While SATs are used in secondaries for target setting, an inflated SATs score is detrimental to secondary teachers, especially where they do not reflect knowledge in other unrelated subjects. A decent secondary should look at a child's performance through their school, not be fixed on the outcome of an arbitary test that children were coached to pass to varying degrees. The assumption that because a child achieved X in English in y6, that they will achieve Y in half a dozen GCSE subjects 5 years later is heavily flawed.

TravellingSpoon · 23/09/2019 09:44

Art club is independent of school, its run in our local community hub. DD loves it and as she wants to be an illustrator or graphic designer when she is older I think it's beneficial, plus she has made friends there and it's fun.

Have sent a note to school this morning to say she won't be attending, but that I would be happy to meet with the teacher if they feel that she is having issues in maths so we can discuss this.

OP posts:
Maldives2006 · 23/09/2019 10:32

@PuffHuffle5 my daughter has just gone into year 4 and has started having times tables tests at least weekly for next summer’s national test. My son only started SATS sessions around March/April this year. As a parent it’s getting completely ridiculous and we wonder why children’s mental health is getting worse.

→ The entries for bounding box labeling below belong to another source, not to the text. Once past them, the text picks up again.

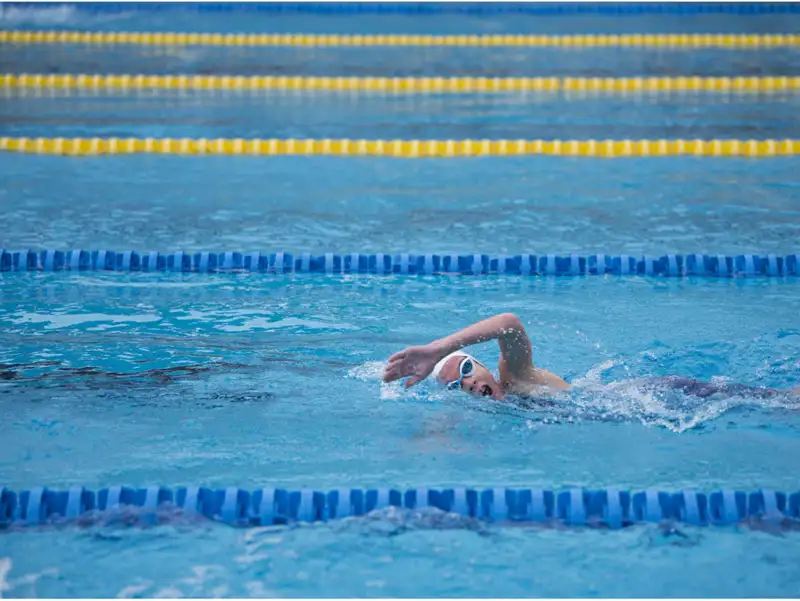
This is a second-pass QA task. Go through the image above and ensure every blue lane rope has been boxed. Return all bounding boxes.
[10,2,800,16]
[0,249,800,277]
[0,486,800,528]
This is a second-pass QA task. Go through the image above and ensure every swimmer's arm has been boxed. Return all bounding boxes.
[431,313,569,389]
[431,313,533,376]
[383,313,533,387]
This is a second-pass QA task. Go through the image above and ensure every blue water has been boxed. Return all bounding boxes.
[0,2,800,597]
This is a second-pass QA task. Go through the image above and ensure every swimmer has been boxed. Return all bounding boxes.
[383,313,800,401]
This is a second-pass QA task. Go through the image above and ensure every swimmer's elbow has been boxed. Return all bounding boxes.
[497,313,525,333]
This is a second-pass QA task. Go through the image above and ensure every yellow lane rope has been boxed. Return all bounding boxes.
[0,138,800,158]
[6,74,800,93]
[0,30,800,48]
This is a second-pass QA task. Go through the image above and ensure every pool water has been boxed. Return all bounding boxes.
[0,2,800,597]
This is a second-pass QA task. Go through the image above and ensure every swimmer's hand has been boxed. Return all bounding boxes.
[383,344,447,388]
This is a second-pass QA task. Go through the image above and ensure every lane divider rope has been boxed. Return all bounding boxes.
[6,73,800,93]
[0,486,800,528]
[0,137,800,158]
[0,249,800,277]
[0,30,800,49]
[31,2,800,15]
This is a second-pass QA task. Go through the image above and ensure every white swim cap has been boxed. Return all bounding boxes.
[431,351,483,386]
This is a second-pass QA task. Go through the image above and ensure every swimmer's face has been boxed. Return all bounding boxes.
[438,355,505,401]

norfolkskies · 23/09/2019 10:40

I havent read the whole thread OP. I had this exact issue with ds in year 5 and 6! The school expected him to attend breakfast club/ sats session twice a week so 8- 8:45 am before school. AND an after school session 3:15-4pm as well. When the email came through saying this it wasnt even asked nicely, "would you like xxx to attend"?!!!

I replied a big fat no. I was then asked to go in to discuss. Discuss I did. They never asked again. dh is a teacher and we were both disgusted and made the school aware (dh may have used better chosen words). My reply to the email was leave my son alone (I was v angry!). Remind school that school hours are 9- 3 (or whatever). anything else is at your discretion . full stop.

norfolkskies · 23/09/2019 10:46

I was also angry at a TA (ds is autistic) who told him that he needed to do well in sats or he`d fail. that nugget came out randomly at teatime. I went to the headmaster with that one. I said I hope I never find out which TA it was......

DS mentally was a mess with it all. They never sent sats stuff/ homework home after I told the teacher any that did come home would be returned via the shredder.

Littlepic · 23/09/2019 10:48

Totally agree with everyone else saying stick to your guns and send her to the art club, far more important in my opinion. Also as a school governor I would like to add that under the new Ofsted Framework they will be taking a very dim view of schools teaching to the test for the whole of year 6. They want to see a rich, broad and balanced curriculum offered to the pupils not total focus on SATS.

ChicCroissant · 23/09/2019 10:53

I refused extra tuition for my DD for SATs. I think it just increases the pressure for some children.

The school's letter than she brought home didn't give the option to decline it so I wrote a letter myself, handed it to the teacher and said I didn't want it mentioned to DD again. They were taken aback but didn't push it.

OneForMeToo · 23/09/2019 10:55

One of mine has Sats this school year and I’ve made it perfectly clear that although I expect them to try their best just like in all school work they do that they don’t matter what’s so ever and to not worry about them. Treat them as any other test school give because nobody will care what score you get once you are in secondary school.

Parker231 · 23/09/2019 11:32

Schools are obviously failing if they are organising SATS homework and extra classes. What is happening to teaching new topics for the year? The teachers and schools are wasting a years education focusing all their time and effort on one meaningless test.

NWQM · 23/09/2019 11:34

You are being darned sensible rather than in any way unreasonable.